Jargon: Making it all about you

Everyone says they hate it. But they continually invite it to the party, then act surprised when it shows up.

Do we even know what jargon looks like? Many think it’s acronyms or their company’s internal language. Others say it’s trendy buzzwords and phrases. (With the 90s well behind us, I thankfully haven’t heard of anyone opening the kimono lately). Others call out writing that’s  boring and bureaucratic. Jargon can be those things, but there’s more to it.

Jargon Crashes the Party

I finally learned one useful definition for jargon, even after years of writing professionally. The definition has since helped me not only identify and eliminate jargon, it forces me to think bigger about a document’s purpose.

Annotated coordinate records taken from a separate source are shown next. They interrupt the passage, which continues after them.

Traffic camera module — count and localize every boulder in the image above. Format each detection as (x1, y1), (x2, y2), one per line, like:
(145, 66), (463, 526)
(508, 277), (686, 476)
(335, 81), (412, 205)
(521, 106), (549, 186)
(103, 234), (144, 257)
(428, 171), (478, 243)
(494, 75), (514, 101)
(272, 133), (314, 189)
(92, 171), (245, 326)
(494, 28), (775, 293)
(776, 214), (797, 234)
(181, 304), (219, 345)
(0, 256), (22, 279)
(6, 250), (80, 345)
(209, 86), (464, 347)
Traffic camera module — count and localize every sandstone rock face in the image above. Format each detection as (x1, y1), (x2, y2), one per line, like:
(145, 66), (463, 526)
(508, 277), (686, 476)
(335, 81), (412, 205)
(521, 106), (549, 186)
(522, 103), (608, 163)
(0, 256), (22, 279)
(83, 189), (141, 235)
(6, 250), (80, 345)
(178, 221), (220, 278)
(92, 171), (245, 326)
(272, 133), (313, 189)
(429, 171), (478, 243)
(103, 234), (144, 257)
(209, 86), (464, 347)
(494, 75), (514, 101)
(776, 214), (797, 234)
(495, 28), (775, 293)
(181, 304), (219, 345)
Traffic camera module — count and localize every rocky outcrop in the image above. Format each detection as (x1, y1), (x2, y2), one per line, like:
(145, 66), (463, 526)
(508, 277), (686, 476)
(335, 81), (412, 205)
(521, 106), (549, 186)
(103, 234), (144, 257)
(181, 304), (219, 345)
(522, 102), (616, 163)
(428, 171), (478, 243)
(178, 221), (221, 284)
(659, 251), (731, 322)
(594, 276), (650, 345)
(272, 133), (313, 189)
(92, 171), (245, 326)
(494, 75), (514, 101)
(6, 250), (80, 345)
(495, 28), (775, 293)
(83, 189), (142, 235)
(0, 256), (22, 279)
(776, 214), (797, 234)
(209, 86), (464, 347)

The thing is, there’s no word that is jargon every time. Everything depends on context.

For our different roles in life, we have different vocabulary and speaking styles that we change based on the occasion. A college linguistics class taught me that these are called codes.

We have codes for our friends and family, for our colleagues and bosses, for customers and prospects and so on. We routinely code switch between them, in a split second without even thinking about it.

Naturally, our professions have codes too—phrases that act as shorthand for the members of our club. There is a vocabulary for doctor speaking to doctor, tax advisor to tax advisor, comedian to comedian.

For club members, code words are useful because they have special meaning and save time. In fact, sometimes an acronym shortens things up nicely. As long as everyone understands it, there’s no harm done.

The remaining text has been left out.